You have to admire managers who possess an unshakeable conviction in their own beliefs. Those who, despite what all external outlets will say, remain steadfast that their way is the right way and the most beneficial way for their team to progress.
Roberto Martinez is definitely a man who falls into that category. Once the Catalan has meticulously drawn up his gameplan, it takes something pretty drastic before he strays away from it. That much has been evident in recent weeks, with his Everton side showing flashes of brilliance, and a fair share of bald naivety.

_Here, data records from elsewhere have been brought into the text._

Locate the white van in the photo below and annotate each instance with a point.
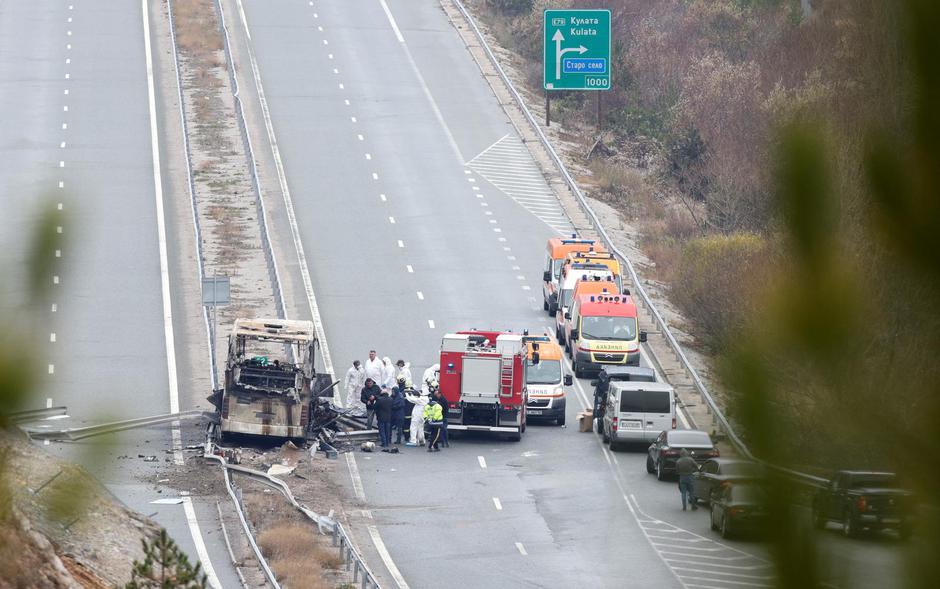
(638, 412)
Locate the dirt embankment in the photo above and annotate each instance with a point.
(59, 527)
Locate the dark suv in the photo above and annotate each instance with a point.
(864, 501)
(664, 452)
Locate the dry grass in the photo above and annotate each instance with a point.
(299, 555)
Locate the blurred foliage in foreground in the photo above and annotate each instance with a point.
(165, 566)
(843, 352)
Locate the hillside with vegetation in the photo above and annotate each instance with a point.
(706, 94)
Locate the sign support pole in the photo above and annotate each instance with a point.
(598, 94)
(548, 109)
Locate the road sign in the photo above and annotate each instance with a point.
(577, 50)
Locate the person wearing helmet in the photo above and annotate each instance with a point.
(431, 375)
(388, 374)
(354, 381)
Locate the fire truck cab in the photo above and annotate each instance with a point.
(483, 381)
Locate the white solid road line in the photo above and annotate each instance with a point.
(308, 286)
(422, 83)
(201, 550)
(167, 306)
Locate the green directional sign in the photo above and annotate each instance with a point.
(577, 50)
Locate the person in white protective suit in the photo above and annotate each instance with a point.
(354, 381)
(417, 417)
(374, 368)
(388, 374)
(431, 375)
(403, 375)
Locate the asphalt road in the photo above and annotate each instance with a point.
(75, 133)
(382, 119)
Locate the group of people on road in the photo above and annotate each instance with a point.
(386, 390)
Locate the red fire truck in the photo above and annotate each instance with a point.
(483, 380)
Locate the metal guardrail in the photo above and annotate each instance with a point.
(699, 385)
(80, 433)
(252, 160)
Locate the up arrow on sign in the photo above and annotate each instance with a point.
(558, 38)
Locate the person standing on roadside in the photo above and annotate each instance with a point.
(433, 416)
(388, 374)
(686, 469)
(383, 411)
(373, 368)
(370, 393)
(442, 402)
(398, 413)
(417, 417)
(354, 381)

Norwich City was the latest example, as another two points were relinquished after a first half of stunning approach play and rank bad finishing.
There are plenty of playing personnel who can shoulder the responsibility for this defeat. The forwards, Romelu Lukaku and Arouna Kone in particular, who were especially profligate in front of goal, and the defenders, who once again failed to cope with a rudimentary ball into the box for the second match in succession, were both found wanting. Others dotted about the team were also well below their best.
But Martinez’s decision-making left much to be desired at Carrow Road on Saturday, as control of the contest slowly slipped away from Everton in the aftermath of Norwich’s equalising strike.
There have been times this season when the Everton fans have demanded a substitution in contests and Martinez has been unmoved; I’ve agreed with the manager’s want for continuity with the team on top on occasions too. But other matches lately, his inactivity has been worrying.
In away ties at Bournemouth and the Canaries, Kone has been a passenger late in games. The Ivory Coast forward has dovetailed wonderfully with Lukaku in home matches but away, after an hour, he’s clearly felt the physical effects on numerous occasions. Yet he’s been on for almost the entirety of the last couple of away fixtures.
To withdraw both Gerard Deulofeu and Ross Barkley instead, the Toffees’ two most creative players this season, left Everton looking tepid in their attacking forays at Carrow Road.
It’s almost as if Martinez has a reluctance to admit, by making a substitution, his scrupulously formed ploy isn’t working. Infamously, the Catalan made no changes during a 3-0 defeat against Southampton last year and this term, his prosaic interventions, despite waxing lyrical regarding the depth of his squad, has left many supporters scratching their heads.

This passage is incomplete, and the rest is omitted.